Le maggiori minacce che insistono sull’intero sito sono:
- il rischio di esondazione del Crati, che scorre a poche decine di metri;
- la consistente risalita di acqua a causa di una falda freatica;
- l’ubicazione delle strutture antiche a 4 metri sotto il piano attuale di campagna;
- l’andamento della vecchia S.S. 106 che attraversa e divide l’area degli scavi.
BREVE PERCORSO DEL RECUPERO IMMAGINATO
La proposta del Parco Archeologico di Sibari non può prescindere dalla considerazione della sua importanza storico-culturale (è uno dei siti più importanti dell’Italia Meridionale e dei più estesi d’Europa) e dalle criticità che lo attaccano. Per questo è necessario indirizzare il rilancio di Sibari seguendo un doppio filone di interventi: infrastrutturali e di fruizione locale.
Alla luce di quanto finora esposto, per dare a Sibari la centralità di cui godono i parchi archeologici più frequentati della penisola è indispensabile calarla al centro di una rete di trasporti che ne garantisca la raggiungibilità durante tutto l’arco dell’anno.

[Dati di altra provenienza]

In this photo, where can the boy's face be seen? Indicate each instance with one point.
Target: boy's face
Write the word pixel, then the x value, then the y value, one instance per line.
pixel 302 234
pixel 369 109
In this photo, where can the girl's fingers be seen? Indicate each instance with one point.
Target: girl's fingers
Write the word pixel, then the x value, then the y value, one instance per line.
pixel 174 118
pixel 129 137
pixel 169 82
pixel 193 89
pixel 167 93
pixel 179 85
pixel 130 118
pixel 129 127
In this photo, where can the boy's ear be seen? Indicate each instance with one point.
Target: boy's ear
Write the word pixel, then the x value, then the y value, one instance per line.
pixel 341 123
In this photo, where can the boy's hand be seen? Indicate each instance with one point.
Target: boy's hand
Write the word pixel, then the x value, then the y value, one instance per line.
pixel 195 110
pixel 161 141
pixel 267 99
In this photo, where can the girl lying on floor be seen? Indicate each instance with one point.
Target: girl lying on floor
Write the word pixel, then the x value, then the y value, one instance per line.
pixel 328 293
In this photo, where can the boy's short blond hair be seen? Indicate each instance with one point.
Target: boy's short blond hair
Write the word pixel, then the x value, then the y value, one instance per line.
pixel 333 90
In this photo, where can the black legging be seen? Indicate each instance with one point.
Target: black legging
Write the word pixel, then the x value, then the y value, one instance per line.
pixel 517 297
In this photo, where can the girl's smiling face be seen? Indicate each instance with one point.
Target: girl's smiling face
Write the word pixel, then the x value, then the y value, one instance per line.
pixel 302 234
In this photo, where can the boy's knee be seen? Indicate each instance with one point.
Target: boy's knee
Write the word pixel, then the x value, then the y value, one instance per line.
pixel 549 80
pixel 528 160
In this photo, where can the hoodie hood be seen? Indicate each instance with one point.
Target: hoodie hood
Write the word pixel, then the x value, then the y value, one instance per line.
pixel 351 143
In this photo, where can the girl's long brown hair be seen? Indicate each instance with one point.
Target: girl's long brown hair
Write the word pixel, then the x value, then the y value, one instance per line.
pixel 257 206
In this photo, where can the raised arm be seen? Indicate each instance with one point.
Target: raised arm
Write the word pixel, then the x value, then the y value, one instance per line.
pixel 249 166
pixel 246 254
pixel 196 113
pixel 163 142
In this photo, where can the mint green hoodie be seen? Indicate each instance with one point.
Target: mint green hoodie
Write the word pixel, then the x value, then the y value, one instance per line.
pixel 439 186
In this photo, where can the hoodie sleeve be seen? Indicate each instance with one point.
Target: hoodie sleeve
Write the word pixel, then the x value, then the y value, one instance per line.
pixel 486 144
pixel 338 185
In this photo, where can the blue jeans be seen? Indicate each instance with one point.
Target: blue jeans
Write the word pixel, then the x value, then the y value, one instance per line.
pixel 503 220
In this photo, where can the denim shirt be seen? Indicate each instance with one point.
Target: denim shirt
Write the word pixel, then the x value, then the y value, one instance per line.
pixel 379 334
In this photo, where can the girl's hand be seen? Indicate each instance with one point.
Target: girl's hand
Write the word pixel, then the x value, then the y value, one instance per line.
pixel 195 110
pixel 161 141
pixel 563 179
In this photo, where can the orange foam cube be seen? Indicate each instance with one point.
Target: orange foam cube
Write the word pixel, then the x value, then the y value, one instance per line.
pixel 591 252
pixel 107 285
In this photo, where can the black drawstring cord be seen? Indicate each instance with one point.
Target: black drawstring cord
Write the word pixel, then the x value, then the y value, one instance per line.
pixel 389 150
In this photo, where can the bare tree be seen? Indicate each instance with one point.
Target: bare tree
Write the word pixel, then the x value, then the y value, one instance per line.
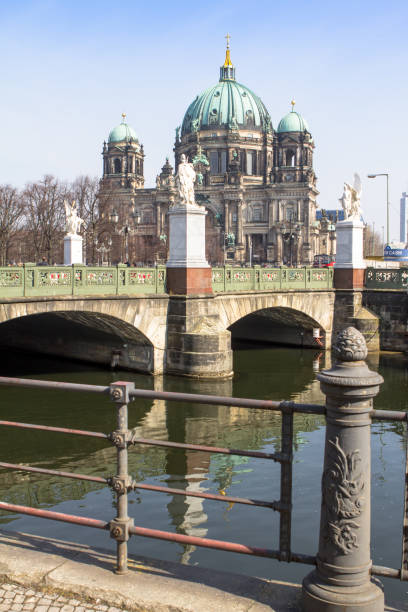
pixel 45 217
pixel 11 218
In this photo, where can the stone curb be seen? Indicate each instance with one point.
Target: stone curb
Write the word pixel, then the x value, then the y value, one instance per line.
pixel 150 586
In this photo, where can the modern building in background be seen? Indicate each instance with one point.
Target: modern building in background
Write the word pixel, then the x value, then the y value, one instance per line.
pixel 256 182
pixel 403 218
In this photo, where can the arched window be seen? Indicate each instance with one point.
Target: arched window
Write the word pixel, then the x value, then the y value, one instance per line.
pixel 290 157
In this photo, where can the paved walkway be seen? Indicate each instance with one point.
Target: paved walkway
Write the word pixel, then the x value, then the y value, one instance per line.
pixel 14 597
pixel 49 575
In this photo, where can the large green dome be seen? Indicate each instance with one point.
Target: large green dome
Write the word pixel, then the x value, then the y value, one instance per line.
pixel 123 132
pixel 293 122
pixel 227 104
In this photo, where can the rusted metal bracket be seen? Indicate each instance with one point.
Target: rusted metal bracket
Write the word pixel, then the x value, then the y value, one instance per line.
pixel 120 485
pixel 120 392
pixel 119 529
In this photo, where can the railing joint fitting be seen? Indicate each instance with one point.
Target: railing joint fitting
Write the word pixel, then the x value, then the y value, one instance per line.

A questo scopo, in linea con le previsioni dei piani territoriali e intercomunali, gli interventi infrastrutturali che si propongono sono:
- potenziamento delle tratte ferroviarie che arrivano a Sibari, in un’ottica integrata con gli orari del parco;
- dotazione di navette/bus urbani che conducano dalla stazione al Parco e di interconnessione tra parco e museo;
- valorizzazione del percorso di arrivo con illuminazione e istallazioni finalizzate alla crescita della conoscenza del patrimonio conservato nel parco e nel museo;
- pista ciclabile e servizi di bike/car sharing da utilizzarsi nel percorso stazione/sito/museo;
- eliminazione dell’ingresso/uscita al parco, appena realizzata, ma pericolosa;
- deviazione della vecchia SS 106 per eliminare la divisione in cui si trova il parco;
- creazione di un’adeguata area di parcheggio pullman e automobili;
- collegamenti diretti dal porto di Corigliano al parco;
- riconoscimento UNESCO.
- più risorse per il taglio dell’erba e la pulizia;
- occorre espletare i bandi per le guide turistiche, per illustrare gli scavi ai visitatori in diverse lingue;
- predisposizione di audioguide e realizzazione di un
- occorrono risorse per approfondire la conoscenza di Sibari;
- occorre testare le trincee drenanti, attraverso un monitoraggio previsto nel finanziamento, ma mai effettuato, e ricercare sistemi innovativi.
Oltre all’indispensabile processo di integrazione di Sibari nella rete della mobilità, l’emergenza prioritaria da neutralizzare è l’azione dell’acqua. È indispensabile per il corretto e armonico sviluppo del Parco Archeologico di Sibari la protezione dalle esondazioni del Crati, dalle piogge torrenziali e dalla risalita dell’acqua. Le iniziative intraprese fino a oggi sono state certamente condotte con gli scopi più nobili, tuttavia si sono rivelate inefficaci. Sibari rappresenta una realtà unica nel mondo e merita di essere salvata dall’acqua. In quest’ottica di urgenza la proposta verte su mettere Sibari al centro di un dibattito tecnico-scientifico di studio e analisi di ingegneria civile, ambientale e idraulica, con la conseguente redazione di un progetto efficace e duraturo nel tempo.